How to gnocchi
[What I had for breakfast this morning: Jasmine rice, a fresh egg, a big pile of beautiful frilly mustard greens, and kimchi.]
You know what's way less daunting to make than potato gnocchi, and yet equally impressive? Ricotta gnocchi!
And you know what makes those ricotta gnocchi even more impressive, and requires only a leetle bit more effort? Making your own ricotta!
All it takes is a little planning ahead and a flat surface you can throw flour all over.
Here's the ricotta recipe, from the always-reliable Serious Eats. It's admittedly not a true ricotta recipe; proper ricotta comes from whey, and this is made from acidified milk. It's really a simple fresh cheese, as simple as it gets, and you've maybe heard of it referred to as farmer's cheese or paneer. Whatever you want to call it, it works just like ricotta, and it's delicious, loaded with calcium and protein, and...delicious. And easy!
I made a bigger recipe of it so I could make a double recipe of this gnocchi. Every time I've made it, I've gotten less maybe 30 or 40 percent less cheese than the recipe says I will--so plan accordingly.

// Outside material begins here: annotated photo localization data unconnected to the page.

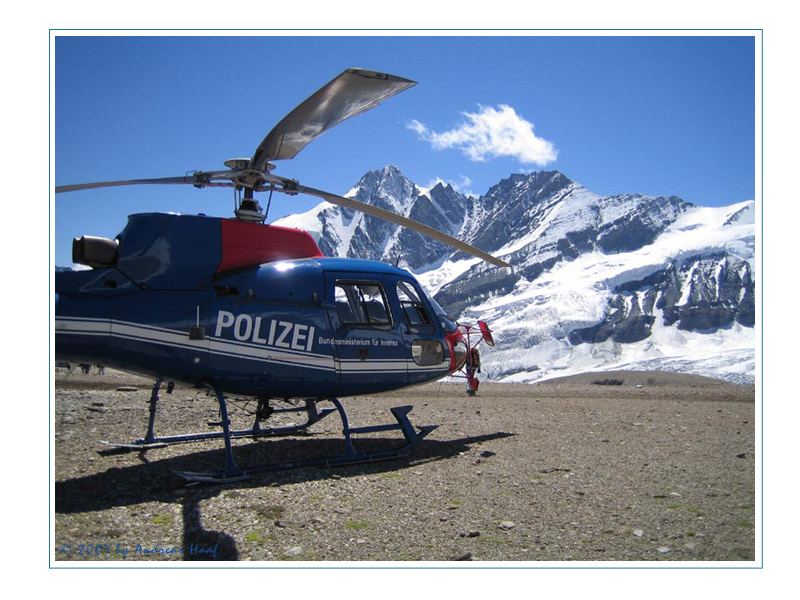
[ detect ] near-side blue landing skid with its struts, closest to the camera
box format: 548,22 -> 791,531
177,388 -> 436,482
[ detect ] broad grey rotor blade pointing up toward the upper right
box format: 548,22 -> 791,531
250,69 -> 417,171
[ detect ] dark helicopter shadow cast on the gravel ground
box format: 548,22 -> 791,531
55,432 -> 514,561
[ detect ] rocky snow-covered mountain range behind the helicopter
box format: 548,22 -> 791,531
276,165 -> 755,383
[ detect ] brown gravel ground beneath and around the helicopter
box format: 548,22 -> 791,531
53,371 -> 756,561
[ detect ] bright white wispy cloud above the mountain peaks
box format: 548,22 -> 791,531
407,104 -> 558,166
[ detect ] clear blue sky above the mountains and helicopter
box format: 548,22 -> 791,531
52,32 -> 760,265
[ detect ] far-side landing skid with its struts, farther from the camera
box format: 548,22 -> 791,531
101,380 -> 336,450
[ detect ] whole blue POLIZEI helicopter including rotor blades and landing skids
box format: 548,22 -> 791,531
55,68 -> 509,482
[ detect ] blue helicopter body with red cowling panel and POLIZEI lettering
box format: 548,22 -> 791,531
55,213 -> 461,398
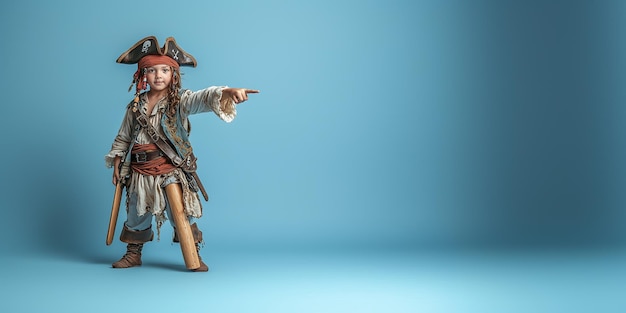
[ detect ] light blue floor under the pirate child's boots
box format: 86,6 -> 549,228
0,243 -> 626,313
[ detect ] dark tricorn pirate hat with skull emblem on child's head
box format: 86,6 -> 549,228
116,36 -> 198,67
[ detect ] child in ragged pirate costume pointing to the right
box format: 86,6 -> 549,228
105,36 -> 259,272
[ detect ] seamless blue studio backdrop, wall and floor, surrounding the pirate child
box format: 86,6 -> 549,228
0,0 -> 626,312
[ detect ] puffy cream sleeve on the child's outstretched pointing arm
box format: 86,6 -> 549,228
180,86 -> 237,123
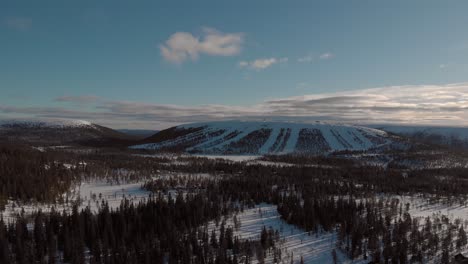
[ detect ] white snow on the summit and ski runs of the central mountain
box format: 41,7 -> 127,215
132,121 -> 391,155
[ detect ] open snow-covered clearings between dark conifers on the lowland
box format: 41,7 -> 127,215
1,179 -> 468,264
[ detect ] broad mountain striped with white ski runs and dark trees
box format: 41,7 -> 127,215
132,121 -> 392,155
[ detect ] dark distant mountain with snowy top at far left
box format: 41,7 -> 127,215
0,118 -> 135,145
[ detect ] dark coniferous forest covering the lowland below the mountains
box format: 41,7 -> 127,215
0,145 -> 468,263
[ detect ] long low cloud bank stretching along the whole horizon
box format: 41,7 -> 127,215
0,83 -> 468,129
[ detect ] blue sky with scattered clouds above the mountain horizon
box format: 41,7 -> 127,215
0,0 -> 468,129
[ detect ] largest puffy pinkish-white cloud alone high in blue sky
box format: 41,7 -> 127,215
159,28 -> 244,64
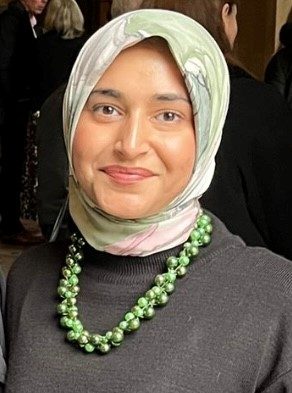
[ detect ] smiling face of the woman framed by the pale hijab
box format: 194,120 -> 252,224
73,43 -> 195,219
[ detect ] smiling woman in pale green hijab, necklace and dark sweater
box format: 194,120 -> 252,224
6,10 -> 292,393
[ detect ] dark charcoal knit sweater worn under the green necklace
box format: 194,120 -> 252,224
6,219 -> 292,393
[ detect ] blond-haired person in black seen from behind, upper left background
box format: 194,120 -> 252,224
36,0 -> 86,109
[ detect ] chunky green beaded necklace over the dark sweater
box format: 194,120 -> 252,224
57,213 -> 212,354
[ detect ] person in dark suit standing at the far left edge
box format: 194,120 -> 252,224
0,0 -> 47,242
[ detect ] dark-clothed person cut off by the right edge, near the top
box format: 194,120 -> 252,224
265,22 -> 292,108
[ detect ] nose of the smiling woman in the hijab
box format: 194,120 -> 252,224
115,112 -> 150,160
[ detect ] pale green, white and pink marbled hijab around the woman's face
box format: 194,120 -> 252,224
63,10 -> 229,256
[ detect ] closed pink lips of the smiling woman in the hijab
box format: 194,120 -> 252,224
100,165 -> 155,184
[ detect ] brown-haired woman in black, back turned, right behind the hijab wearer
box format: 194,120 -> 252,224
140,0 -> 292,259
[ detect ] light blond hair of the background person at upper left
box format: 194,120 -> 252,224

And here's the gnocchi recipe, also from Serious Eats. Messy, but not difficult or very time-consuming. (It took us more than 30 minutes, for sure, but since one of us is three-and-three-quarters years old, that might account for some of the extra prep time.)
How I finished the dish: tossed some pieces of boneless chicken with a little flour, cooked them through in a heavy skillet, took them out of the skillet, briefly cooked trimmed asparagus in the same skillet, took those out and put them on top of the chicken, deglaced the pan with some homemade hard cider, added some heavy cream and homemade chicken stock and freshly-grated parmesan, and tossed everything together with the cooked gnocchi and a big drizzle of good olive oil. I meant to add a little bit of the gnocchi cooking water to the cream sauce, and I even saved it out before draining the pot, but then I forgot. It was still just lovely.